小泉総理が良く用いた言葉が表題の「保守したくば改革せよ」だ。私はこの言葉が保守の本質を言い当てていると思う。守るべきものは「価値」であり、「形」ではない。文化であれ、伝統であれ、その本質を守るためにどんどん形を変えていく。日本社会も日本の政治も同じことだろう。ところがここのところの自民党は古いやり方という「形」やそれに伴う既得権に固執したがゆえに、守るべき本質を見失ってしまっていた。深く反省し、守るためにどんどん変えていきたい。

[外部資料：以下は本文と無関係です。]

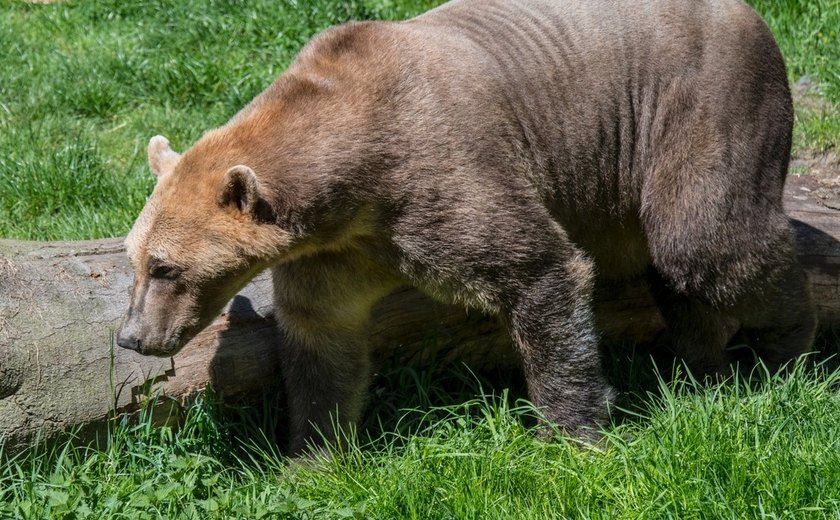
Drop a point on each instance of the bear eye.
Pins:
(158, 269)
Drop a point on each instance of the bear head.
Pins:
(203, 234)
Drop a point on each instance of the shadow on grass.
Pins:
(404, 400)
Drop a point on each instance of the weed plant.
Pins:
(83, 85)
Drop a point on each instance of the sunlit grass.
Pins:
(689, 451)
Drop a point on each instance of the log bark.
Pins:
(60, 303)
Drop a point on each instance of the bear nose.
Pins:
(127, 339)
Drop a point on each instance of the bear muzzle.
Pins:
(129, 336)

「社会」の最小単位である「家族」を守ることが広がって、地域社会、市町村、都道府県、国、となることは言うまでもない。そして、国政となれば「国」を守ることが、保守の大きな柱となる。「国」を守るという概念には簡単に二つ含まれると思う。ひとつは国民の生命と財産を守るということ。もうひとつは日本の国体を維持するということ。特に後者の概念をブラさないというのが保守の概念としてわかりやすいと思う。国後、択捉、歯舞、色丹、尖閣諸島、竹島、日本海の排他的経済水域境界線など日本の領土を明確に主張し守るよう国際社会に働きかけ続けることが保守の基本となる。こんなことは当り前のようだが、北方領土の二島返還論などがまことしやかに出てくることを考えると、危機感を禁じえない。そして自分が「保守的」であることを確信するのである。

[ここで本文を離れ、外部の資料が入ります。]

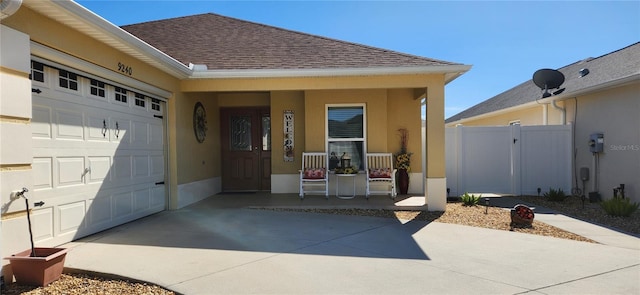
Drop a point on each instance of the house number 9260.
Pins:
(125, 69)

「保守」の概念でもっともはじめに浮かんでくるのは、「家族を守る」という概念だ。これは「個」に対する「社会」の概念といっていいのかもしれない。保守の考え方では、「個」は大切であることは言うまでもないが、正しい「社会」を形成することが大切な要素になる。なぜなら「ヒト」は社会があって初めて「人間」になり、そこに文化や伝統といった守るものが生まれてくるからだ。それゆえ「社会」の最小単位である「家族」を保ち守ることが基本になる。この点は民主党の「個」をより重要視する考え方とは明らかに違う点だろう。